Correlations form a fundamental concept of BizTalk 2004. They specify how individual messages are related, and are used to tell BizTalk how to process them.
An advise from the heart: take your time to understand the basics of correlations in BizTalk. You will encounter many aspects of correlations when your developments are becoming more complex. With some basic knowledge, you will be able to design a solution that can indeed be realized in BizTalk. When you fail to see the intricacies of correlations, all of your attempts might result in serious error, forcing you into a new attempt for a solution.
First, a short explanation on how the “messaging engine“ of BizTalk works. When you deploy a project, the orchestrations will become available in the runtime environment. When the deployed orchestration is started, it subscribes to messages of a designated type (message type) delivered at a designated location (port). That means that, apart from taking the subscription, nothing really happens until a message arrives. The messaging engine receives the message, and determines the type. Based on this, it fires up an instance of the orchestration that subscribed to it.
So, the subscription information is essential for locating an orchestration that matches the message type when a message comes in. This information is contained in the receive shape and the connected port in an orchestration. The receive shape provides the message type the orchestration expects, the port tells (after binding) where and how messages of this type are expected.
Now, what happens when I require more than one receive shape in my orchestration? Can I receive messages of different types in a single orchestration? What about multiple instances of the same message type? How do we specify a sequence of actions?
For all questions, there is a proper solution in BizTalk. Not all answers will be discussed here. When you plan to use more than one receive shapes in an orchestration, you will have to specify the behavior of your orchestration for incoming messages on each receive shape. In other words: when a message comes in and it can be related to a specific orchestration, the messaging engine should be able to tell whether it should fire up a new instance of the orchestration for this message or it should pass this message as input to an already running orchestration instance (and: which one of the running orchestration instances). This is done using correlations and related settings of the receive shapes.
Invoice data is sent from system A to system B. The invoice data is sent as soon as it is created in system A. Another user of system A has to check the invoice and approve it. After approval, system A sends approval data to system B. In between systems A and B sits BizTalk. The idea is that BizTalk collects both pieces of information on a single invoice before sending it to system B. We can assume that the invoice data is always sent before the approval. All invoices (invoice data and invoice approval data) are uniquely identified by an invoice number.
The orchestration to do this contains two receive shapes. The first one receives the invoice message. The second one receives the invoice approval message. Only after both have been received, a message is sent out to system B. The receive shape for the invoice message has the “Activate“ property set to true. This means that any invoice message received will cause a new instance of the orchestration to be started. The receive shape for the invoice approval message has the “Activate“ property set to false. This means that the invoice approval message will only be accepted by already running instances of the orchestration. This looks great, but still something is missing. What if invoices 1234 and 1235 are created (and sent to BizTalk), and only approved of later? Two instances of the orchestration are running (one for 1234 and one for 1235) when the approval for 1235 comes in. BizTalk knows (from the “Activate“ property of the receive shape) that the approval should go into an already running orchestration instance. Which one? That is determined by a correlation set, relating the two receive shapes.

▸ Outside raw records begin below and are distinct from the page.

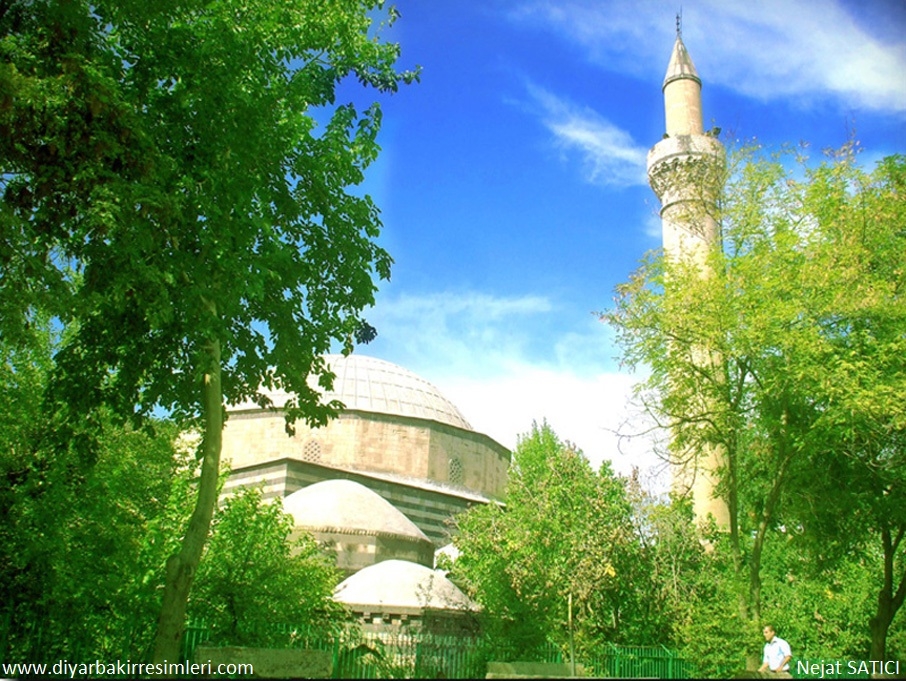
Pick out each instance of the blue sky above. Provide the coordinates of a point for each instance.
(512, 178)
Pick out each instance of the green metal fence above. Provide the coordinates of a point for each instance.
(371, 655)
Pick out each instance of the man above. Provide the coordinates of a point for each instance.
(777, 654)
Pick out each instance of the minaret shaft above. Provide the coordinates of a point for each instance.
(685, 170)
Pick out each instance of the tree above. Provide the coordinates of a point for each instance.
(565, 533)
(803, 306)
(170, 196)
(253, 577)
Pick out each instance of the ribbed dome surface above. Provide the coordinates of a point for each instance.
(402, 584)
(369, 384)
(347, 506)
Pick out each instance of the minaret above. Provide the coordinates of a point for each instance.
(685, 171)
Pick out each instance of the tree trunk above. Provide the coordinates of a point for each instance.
(888, 601)
(182, 566)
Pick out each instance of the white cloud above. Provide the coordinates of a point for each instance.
(796, 49)
(610, 155)
(505, 363)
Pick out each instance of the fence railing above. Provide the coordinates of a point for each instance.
(374, 655)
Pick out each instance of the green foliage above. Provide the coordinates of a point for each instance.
(785, 349)
(254, 576)
(158, 160)
(84, 550)
(176, 188)
(565, 531)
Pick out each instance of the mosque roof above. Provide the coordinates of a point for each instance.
(680, 65)
(348, 507)
(400, 583)
(373, 385)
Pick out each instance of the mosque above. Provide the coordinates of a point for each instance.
(379, 484)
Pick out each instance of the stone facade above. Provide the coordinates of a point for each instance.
(369, 441)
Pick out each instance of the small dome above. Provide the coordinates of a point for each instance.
(448, 553)
(369, 384)
(399, 583)
(348, 507)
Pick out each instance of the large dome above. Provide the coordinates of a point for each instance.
(369, 384)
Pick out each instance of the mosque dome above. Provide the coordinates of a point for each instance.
(374, 385)
(395, 584)
(348, 507)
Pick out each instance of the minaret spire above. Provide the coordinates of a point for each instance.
(685, 170)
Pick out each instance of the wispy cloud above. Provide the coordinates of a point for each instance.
(609, 155)
(797, 49)
(508, 361)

The receive shape for the invoice message is set to “initialize“ a correlation set for the invoice number. The receive shape for the invoice approval message is set to “follow“ a correlation set for the invoice number. How does this work? When a new invoice message comes in, a new orchestration is started, the invoice message is read, and the invoice number is taken out and associated with the orchestration instance. The orchestration instance is parked, waiting for the approval message (this is called “ dehydration“). When an invoice approval message comes in, it is also read. With the invoice number form the apprval message, the correct orchestration instance is looked up. This orchestration will proceed (after “rehydration“).
[end of example]
An overview of settings and components required to set up an orchestration using multiple receive shapes:
- Promoted properties. In the schemas that define the message types you will be receiving, you can promote properties. This is done to make data (tag values) out of a message instance available in the message context, i.e. accessible to the environment for control. To set up a correlation, you need to promote properties from all schemas involved into a single property schema. The names of the promoted properties don't need to be equal, but ensure that there is exactly one entry in the property schema for each promoted property, no matter how different message types call this property.
- Create a correlation type using the promoted property. See the “types“ section of the “orchestration view“ of the orchestration.
- Create a correlation set using the correlation type.
- For a simple correlation (like the example): determine which receive shape will be activating the orchestration. This will also be the receive shape initializing the correlation set (usually). The other receive shape(s) will be non-activating and will be “following“ the same correlation set.
- After you have completed setting up the orchestration, check what BizTalk thinks about this by building the containing project. When you get error messages that point in he direction of multiple receive shapes, correlation sets and property schemas, you have probably created something that conflicts with the basic rule for using multiple receive shapes: BizTalk should always exactly know what to do when an instance of a message type is received. When it can not determine this (at compile time), it will not compile the project.
Please note: the example and the explanation of terms below describe a very simple correlation scenario, in which two messages are received in a fixed sequence. There are numerous other possibilities to combine multiple messages in a single orchestration. Please refer to documentation and other resources on the topic of “convoys“, as this is the way to solve the more complex problems.